The Castle Diaries
William Fiennes’s latest book evokes his not- always-cheery childhood at Broughton Castle.
When writer William Fiennes describes his childhood, it sounds like a hair-raising cross between The Hardy Boys and Eloise. Fiennes, 38, grew up at Broughton Castle, the ravishing Oxfordshire manor that has been in the family for more than 600 years and has boasted such guests as James I and Edward VII. He learned to ride his bike in the Great Hall, zooming around refectory tables while his mother, Lady Saye and Sele, oiled the suits of armor on permanent display there. He whiled away his summers swimming, rowing and fishing for perch in the castle’s moat and trying not to make eye contact with the portraits of his ancestors in the Long Gallery because they frightened him so much.
Fiennes’s youth was unusual in other ways, too. As he was growing up in this storybook setting, his family was dealing with the rampages of his eldest brother, Richard, an epileptic who suffered brain damage after a series of seizures. Eleven years older than William, Richard was a smart, sensitive boy, but his brain lesions would often cause violent outbursts: He once burned his mother’s cheek with a cast-iron frying pan, held a fork to his father’s throat during a meal and smashed windows with an iron bar on another occasion. Over time he became more aggressive, constantly testing the family, including William’s elder twin siblings, Martin and Susannah. Memories of castle life—and of Richard, who died in 2001—are the foundation of Fiennes’s most recent literary endeavor, The Music Room (Picador), which lands at American bookstores in August.
“We were basically an ordinary family in an extraordinary place,” says Fiennes, a cousin of actors Ralph and Joseph Fiennes, over a cup of tea in South Kensington. The soft-spoken writer, who has arrived today in a crumpled blue cotton shirt and jeans—his battered bicycle helmet under his arm—credits the castle for helping his parents cope throughout the years. “I think they were always strengthened by having something bigger than themselves to be involved in,” he says of Lord and Lady Saye and Sele, whose title, a combination of a family name and a town in Kent, dates from 1447. They still own and maintain the property and rent it out for such film productions as Shakespeare in Love. In the book, Fiennes recalls spotting his father after a particularly difficult day, standing next to the castle with his head down and his palm pressed against one of the buttresses. “He said he was asking the house for some of its strength,” writes Fiennes.
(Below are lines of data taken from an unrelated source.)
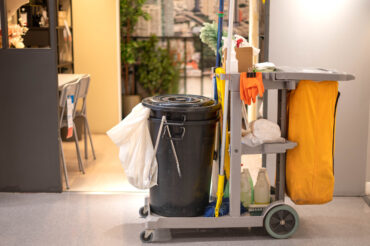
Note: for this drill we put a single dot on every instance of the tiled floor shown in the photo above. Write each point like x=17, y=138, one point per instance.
x=106, y=174
x=79, y=219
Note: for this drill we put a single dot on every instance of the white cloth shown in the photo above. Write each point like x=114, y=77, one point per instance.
x=132, y=136
x=262, y=131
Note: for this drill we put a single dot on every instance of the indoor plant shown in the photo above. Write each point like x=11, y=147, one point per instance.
x=130, y=12
x=157, y=71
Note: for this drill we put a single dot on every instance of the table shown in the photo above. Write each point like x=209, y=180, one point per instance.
x=65, y=78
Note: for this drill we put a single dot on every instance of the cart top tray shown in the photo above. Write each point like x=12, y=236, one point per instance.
x=316, y=74
x=296, y=74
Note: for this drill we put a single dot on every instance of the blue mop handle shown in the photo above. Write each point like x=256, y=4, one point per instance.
x=219, y=32
x=219, y=39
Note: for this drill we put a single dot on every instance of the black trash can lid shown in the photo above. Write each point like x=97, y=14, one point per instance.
x=181, y=102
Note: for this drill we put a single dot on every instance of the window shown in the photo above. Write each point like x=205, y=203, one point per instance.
x=28, y=24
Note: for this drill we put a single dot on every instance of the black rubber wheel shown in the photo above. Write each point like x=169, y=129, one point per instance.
x=143, y=212
x=145, y=239
x=281, y=222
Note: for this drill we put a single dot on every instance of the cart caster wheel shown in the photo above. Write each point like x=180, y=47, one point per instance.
x=146, y=237
x=143, y=211
x=281, y=222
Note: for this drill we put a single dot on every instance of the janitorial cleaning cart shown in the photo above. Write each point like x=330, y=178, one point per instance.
x=279, y=219
x=183, y=129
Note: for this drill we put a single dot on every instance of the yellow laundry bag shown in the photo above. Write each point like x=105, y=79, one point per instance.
x=311, y=123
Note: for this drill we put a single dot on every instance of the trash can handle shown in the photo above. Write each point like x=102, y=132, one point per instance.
x=181, y=123
x=177, y=138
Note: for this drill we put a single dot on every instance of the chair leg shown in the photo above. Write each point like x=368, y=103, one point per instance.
x=61, y=152
x=85, y=140
x=78, y=150
x=88, y=131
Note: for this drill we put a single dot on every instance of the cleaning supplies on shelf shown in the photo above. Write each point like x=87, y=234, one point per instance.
x=251, y=85
x=262, y=188
x=246, y=188
x=242, y=53
x=223, y=210
x=262, y=131
x=265, y=67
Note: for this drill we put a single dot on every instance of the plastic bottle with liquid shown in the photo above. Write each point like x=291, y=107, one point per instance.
x=262, y=188
x=246, y=188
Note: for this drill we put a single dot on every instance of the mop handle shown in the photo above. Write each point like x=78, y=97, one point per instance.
x=226, y=97
x=224, y=126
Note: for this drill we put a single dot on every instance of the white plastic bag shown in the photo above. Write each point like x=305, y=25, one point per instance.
x=263, y=131
x=132, y=136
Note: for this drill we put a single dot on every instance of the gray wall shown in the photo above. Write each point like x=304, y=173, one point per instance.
x=368, y=152
x=332, y=34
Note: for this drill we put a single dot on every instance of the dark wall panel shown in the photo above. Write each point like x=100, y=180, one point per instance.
x=29, y=154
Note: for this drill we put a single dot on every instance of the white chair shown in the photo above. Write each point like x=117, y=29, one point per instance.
x=70, y=89
x=82, y=94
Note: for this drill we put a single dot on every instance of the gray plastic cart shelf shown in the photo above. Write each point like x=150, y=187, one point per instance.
x=268, y=148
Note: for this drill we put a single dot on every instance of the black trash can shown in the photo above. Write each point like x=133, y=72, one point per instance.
x=192, y=123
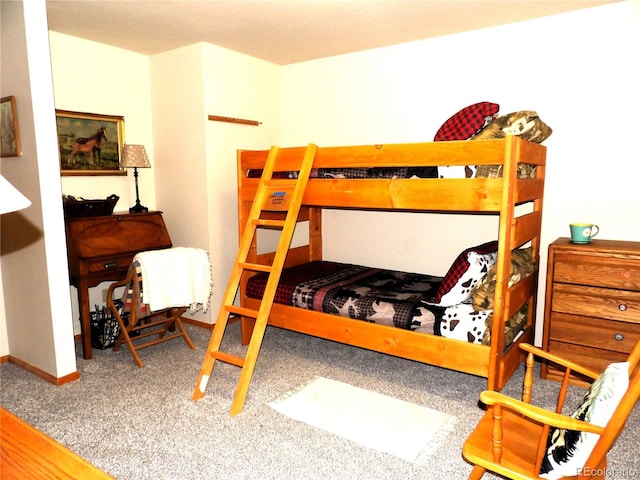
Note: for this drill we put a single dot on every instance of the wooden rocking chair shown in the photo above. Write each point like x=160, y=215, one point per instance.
x=165, y=324
x=511, y=438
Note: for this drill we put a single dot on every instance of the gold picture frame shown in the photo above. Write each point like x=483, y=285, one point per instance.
x=10, y=141
x=90, y=143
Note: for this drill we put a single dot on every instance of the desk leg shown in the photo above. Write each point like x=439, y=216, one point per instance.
x=85, y=319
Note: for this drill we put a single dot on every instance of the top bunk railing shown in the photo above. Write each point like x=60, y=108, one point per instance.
x=436, y=194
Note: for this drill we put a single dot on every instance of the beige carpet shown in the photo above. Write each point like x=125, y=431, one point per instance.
x=406, y=430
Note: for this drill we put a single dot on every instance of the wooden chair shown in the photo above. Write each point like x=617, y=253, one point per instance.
x=141, y=323
x=511, y=438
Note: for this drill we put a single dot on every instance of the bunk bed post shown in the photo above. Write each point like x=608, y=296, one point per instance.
x=315, y=233
x=505, y=240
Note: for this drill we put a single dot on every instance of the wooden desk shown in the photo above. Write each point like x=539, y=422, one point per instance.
x=28, y=453
x=102, y=248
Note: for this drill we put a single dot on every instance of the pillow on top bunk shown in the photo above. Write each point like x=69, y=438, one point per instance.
x=525, y=124
x=465, y=274
x=467, y=122
x=568, y=450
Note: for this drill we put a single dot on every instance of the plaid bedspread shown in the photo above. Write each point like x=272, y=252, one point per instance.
x=375, y=295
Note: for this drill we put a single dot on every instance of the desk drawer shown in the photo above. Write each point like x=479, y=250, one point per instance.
x=596, y=302
x=597, y=270
x=594, y=332
x=109, y=263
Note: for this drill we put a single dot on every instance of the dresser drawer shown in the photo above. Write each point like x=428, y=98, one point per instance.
x=594, y=332
x=591, y=358
x=596, y=302
x=597, y=270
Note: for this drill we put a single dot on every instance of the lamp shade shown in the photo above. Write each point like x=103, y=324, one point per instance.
x=135, y=156
x=10, y=198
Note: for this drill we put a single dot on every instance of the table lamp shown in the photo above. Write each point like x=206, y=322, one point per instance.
x=135, y=156
x=11, y=199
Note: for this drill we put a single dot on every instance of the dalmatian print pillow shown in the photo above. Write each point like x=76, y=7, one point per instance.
x=463, y=322
x=465, y=274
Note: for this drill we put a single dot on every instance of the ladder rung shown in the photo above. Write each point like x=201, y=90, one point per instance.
x=228, y=358
x=280, y=182
x=268, y=222
x=245, y=312
x=255, y=266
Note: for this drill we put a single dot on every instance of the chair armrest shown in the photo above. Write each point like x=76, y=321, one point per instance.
x=115, y=285
x=538, y=352
x=539, y=414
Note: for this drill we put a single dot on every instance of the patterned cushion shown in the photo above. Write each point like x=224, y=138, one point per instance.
x=463, y=322
x=525, y=124
x=568, y=450
x=464, y=275
x=521, y=266
x=467, y=122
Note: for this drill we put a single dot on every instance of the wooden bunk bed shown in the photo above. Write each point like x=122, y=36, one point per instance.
x=500, y=196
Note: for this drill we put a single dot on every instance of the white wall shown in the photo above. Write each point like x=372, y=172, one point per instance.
x=113, y=82
x=578, y=70
x=36, y=314
x=196, y=176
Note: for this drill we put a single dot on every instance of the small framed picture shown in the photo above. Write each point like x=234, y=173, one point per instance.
x=10, y=145
x=89, y=143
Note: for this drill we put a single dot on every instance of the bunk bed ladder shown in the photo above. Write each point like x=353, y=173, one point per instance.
x=281, y=195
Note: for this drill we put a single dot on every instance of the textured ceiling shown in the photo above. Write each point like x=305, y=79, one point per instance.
x=286, y=32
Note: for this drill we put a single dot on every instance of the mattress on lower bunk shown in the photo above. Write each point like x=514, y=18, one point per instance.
x=386, y=297
x=371, y=294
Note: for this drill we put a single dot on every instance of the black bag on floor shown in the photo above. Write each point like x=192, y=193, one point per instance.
x=104, y=326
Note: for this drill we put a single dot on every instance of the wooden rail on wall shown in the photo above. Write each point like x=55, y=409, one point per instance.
x=219, y=118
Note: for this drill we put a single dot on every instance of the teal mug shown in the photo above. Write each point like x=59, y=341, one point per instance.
x=583, y=232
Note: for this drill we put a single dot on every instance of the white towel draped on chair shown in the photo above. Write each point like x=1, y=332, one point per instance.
x=176, y=277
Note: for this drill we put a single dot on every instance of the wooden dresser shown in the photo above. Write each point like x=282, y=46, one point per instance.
x=592, y=306
x=102, y=248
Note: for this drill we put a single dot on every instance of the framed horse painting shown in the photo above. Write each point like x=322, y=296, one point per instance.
x=9, y=136
x=89, y=144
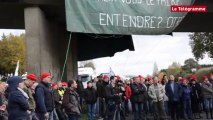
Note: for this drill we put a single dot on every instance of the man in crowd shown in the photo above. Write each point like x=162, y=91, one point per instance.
x=30, y=80
x=186, y=99
x=139, y=96
x=90, y=96
x=174, y=92
x=113, y=100
x=156, y=92
x=207, y=93
x=44, y=98
x=71, y=101
x=58, y=101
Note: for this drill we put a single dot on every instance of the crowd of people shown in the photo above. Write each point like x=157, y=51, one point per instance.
x=107, y=97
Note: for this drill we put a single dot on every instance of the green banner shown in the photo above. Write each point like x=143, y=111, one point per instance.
x=143, y=17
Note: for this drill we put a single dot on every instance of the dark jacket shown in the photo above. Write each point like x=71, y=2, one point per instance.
x=196, y=92
x=139, y=92
x=17, y=102
x=90, y=95
x=71, y=102
x=196, y=98
x=186, y=92
x=57, y=99
x=80, y=88
x=112, y=95
x=31, y=100
x=104, y=89
x=176, y=95
x=207, y=90
x=44, y=98
x=99, y=88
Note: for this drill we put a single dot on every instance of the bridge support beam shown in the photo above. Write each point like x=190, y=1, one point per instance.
x=46, y=46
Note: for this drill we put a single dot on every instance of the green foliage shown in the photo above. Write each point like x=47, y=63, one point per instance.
x=12, y=49
x=201, y=44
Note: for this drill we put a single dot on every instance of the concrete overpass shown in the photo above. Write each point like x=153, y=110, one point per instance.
x=47, y=38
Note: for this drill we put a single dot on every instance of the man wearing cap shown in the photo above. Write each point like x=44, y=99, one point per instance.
x=196, y=98
x=17, y=103
x=90, y=96
x=44, y=98
x=30, y=80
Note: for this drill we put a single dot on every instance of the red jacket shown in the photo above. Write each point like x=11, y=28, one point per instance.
x=128, y=91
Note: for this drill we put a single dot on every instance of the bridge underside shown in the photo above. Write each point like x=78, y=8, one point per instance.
x=47, y=38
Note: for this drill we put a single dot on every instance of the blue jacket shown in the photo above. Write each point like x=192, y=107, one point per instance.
x=44, y=98
x=17, y=102
x=187, y=90
x=176, y=95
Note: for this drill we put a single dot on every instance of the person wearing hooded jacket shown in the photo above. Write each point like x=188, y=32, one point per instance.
x=18, y=100
x=44, y=98
x=207, y=93
x=90, y=96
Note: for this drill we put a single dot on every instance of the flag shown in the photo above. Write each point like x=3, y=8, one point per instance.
x=17, y=68
x=111, y=73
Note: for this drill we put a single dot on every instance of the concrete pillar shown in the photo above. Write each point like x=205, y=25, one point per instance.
x=46, y=45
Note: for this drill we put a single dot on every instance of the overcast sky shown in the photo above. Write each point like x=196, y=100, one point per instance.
x=163, y=50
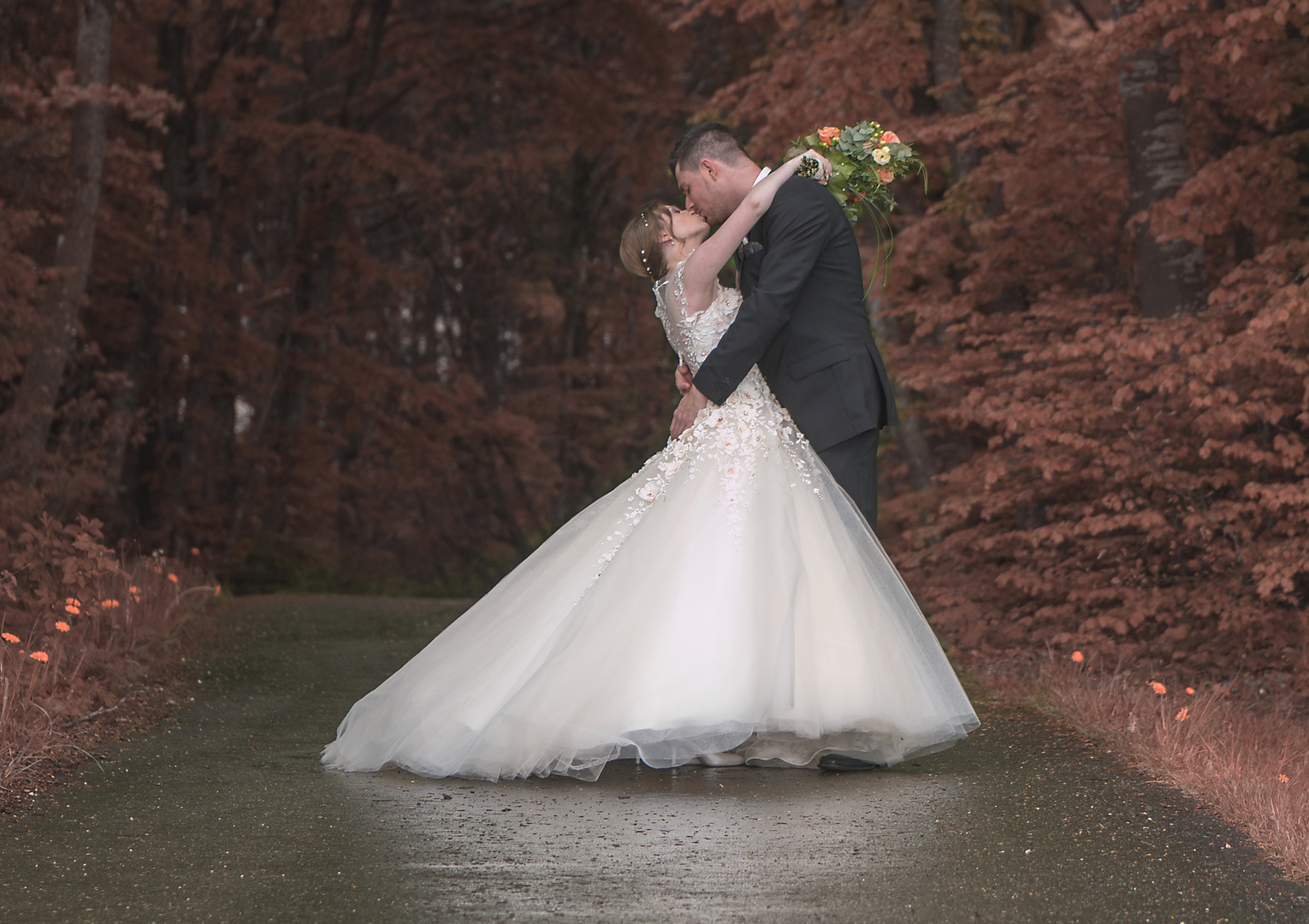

The Music Room, he says, is “meant to be a kind of song or poem,” a tribute to the manor and to Richard; its quiet, meditative mood is similar to that of The Snow Geese (2002), Fiennes’s best-selling debut about the birds’ migration and the concept of homesickness. In between penning critically acclaimed books, Fiennes, a graduate of Eton and Oxford, is writer-in-residence at the American School in London. He is also cofounder of First Story, a charity that recruits authors to teach writing courses in several state schools in England.
Fiennes, who lives alone and is currently single, admits he’s “a bad combination of shy and choosy.” And although he may be pals with cousins Ralph and Joe—“They’re both real thinkers,” he says—Fiennes confesses that he’s not working his formidable connections to take The Music Room to the big screen. But wouldn’t Joe be great in the role of William? “Ugh!” says Fiennes, rolling his big blue-green eyes. “Pass the sick bag. That’s waaay too many Fienneses.”